Oil and gas projects are much more capital intensive than renewables. While it's common for majors to spend as much as $1 billion on a single project, the majority of wind and solar investments cost less than $100 million.

To reach $20 billion in annual renewables investments, oil and gas majors would have to build 20 gigawatts of solar, 16 gigawatts of onshore wind or 7 gigawatts of offshore wind. If majors bought already-developed projects, they would need to amount to 8 gigawatts of solar, 6.7 gigawatts of onshore wind or 4 gigawatts of offshore wind. 

To date, the largest clean energy purchase — Global Infrastructure Partners’ acquisition of Equis Energy — amounted to $5 billion.

Heggarty said investing in up to 20 or more 1-gigawatt PV projects represents “an absolutely enormous undertaking” for a major new to the market. While building smaller capacity in offshore wind could be more manageable, WoodMac also notes these projects are relatively rare. 

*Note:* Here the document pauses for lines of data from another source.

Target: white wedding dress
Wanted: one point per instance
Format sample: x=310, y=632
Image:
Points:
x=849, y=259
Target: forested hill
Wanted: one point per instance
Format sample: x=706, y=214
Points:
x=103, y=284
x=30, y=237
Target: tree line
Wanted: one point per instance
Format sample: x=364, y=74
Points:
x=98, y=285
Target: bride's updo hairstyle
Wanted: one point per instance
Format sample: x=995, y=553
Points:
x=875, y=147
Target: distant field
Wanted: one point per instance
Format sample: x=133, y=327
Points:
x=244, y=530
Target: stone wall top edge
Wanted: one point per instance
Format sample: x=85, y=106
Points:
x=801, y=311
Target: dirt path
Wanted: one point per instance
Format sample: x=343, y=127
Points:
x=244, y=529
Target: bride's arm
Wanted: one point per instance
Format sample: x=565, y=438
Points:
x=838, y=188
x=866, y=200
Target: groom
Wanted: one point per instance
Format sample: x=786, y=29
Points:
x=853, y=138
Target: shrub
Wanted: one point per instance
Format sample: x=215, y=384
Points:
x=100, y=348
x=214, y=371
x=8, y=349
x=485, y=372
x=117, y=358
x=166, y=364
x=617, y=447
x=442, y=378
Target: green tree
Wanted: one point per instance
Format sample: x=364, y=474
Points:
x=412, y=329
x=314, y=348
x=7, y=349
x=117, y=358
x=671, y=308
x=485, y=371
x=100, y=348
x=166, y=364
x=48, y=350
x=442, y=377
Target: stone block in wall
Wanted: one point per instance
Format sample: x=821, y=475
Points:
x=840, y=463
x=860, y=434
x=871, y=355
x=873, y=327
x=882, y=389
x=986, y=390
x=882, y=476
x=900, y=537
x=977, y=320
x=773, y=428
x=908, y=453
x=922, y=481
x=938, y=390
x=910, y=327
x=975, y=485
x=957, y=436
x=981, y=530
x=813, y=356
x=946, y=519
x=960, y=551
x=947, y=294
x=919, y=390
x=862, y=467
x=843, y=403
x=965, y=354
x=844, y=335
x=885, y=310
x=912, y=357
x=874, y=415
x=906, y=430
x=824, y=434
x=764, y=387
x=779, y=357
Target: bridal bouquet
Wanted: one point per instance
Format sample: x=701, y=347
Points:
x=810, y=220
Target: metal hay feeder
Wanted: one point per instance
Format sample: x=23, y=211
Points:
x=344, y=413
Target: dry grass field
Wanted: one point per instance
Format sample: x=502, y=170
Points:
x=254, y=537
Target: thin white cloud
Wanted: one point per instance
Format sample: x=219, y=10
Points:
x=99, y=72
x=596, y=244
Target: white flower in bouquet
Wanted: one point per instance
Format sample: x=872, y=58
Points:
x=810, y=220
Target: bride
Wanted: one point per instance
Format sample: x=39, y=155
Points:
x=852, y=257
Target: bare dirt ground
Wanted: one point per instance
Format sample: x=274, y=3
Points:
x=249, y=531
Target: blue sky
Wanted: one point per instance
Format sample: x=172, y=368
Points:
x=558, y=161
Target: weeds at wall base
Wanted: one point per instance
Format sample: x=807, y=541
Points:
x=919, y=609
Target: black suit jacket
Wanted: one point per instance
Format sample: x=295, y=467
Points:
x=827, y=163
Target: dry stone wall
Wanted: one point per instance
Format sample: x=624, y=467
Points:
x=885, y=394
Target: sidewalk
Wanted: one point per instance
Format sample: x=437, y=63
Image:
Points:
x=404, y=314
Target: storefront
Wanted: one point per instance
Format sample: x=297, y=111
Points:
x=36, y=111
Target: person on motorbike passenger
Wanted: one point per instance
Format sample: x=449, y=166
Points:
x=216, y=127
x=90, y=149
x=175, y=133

The top 15 oil and gas companies account for 58 percent of remaining oil and gas reserves. However, the top 15 companies own just 30 percent of developed renewable energy assets. That makes competition much more fierce.

WoodMac notes that there are nearly 100 companies with wind and solar portfolios above one gigawatt. Major players in the renewable space come from diverse fields: utilities such as Nextera, commercial companies such as Google and Ikea, financial companies like Global Infrastructure Partners, and majors including Equinor and British Petroleum, too. 

Big oil and gas companies are making moves. Exxon Mobil, for instance, might purchase up to 250 megawatts of solar or wind power in Texas. Vitol announced this summer it would invest €200 million (about $234 million) in renewables development across Europe. And Royal Dutch Shell pledged to increase its annual spend on clean energy to $1 billion.

But those projects are on a different order of magnitude than what WoodMac suggests. Majors currently own less than 2 percent of global solar and wind projects.

That’s changing. Majors are increasingly asking about the challenges and opportunities in renewables. But will they make a big bet on a market they don't totally understand?

“They may be forced into it by market evaluation, but you can argue they should focus on what they actually do well,” said Heggarty. 

“Some of the majors may ultimately decide they aren’t well placed to succeed in renewables and choose instead to stick to oil and gas,” writes Heggarty in the report.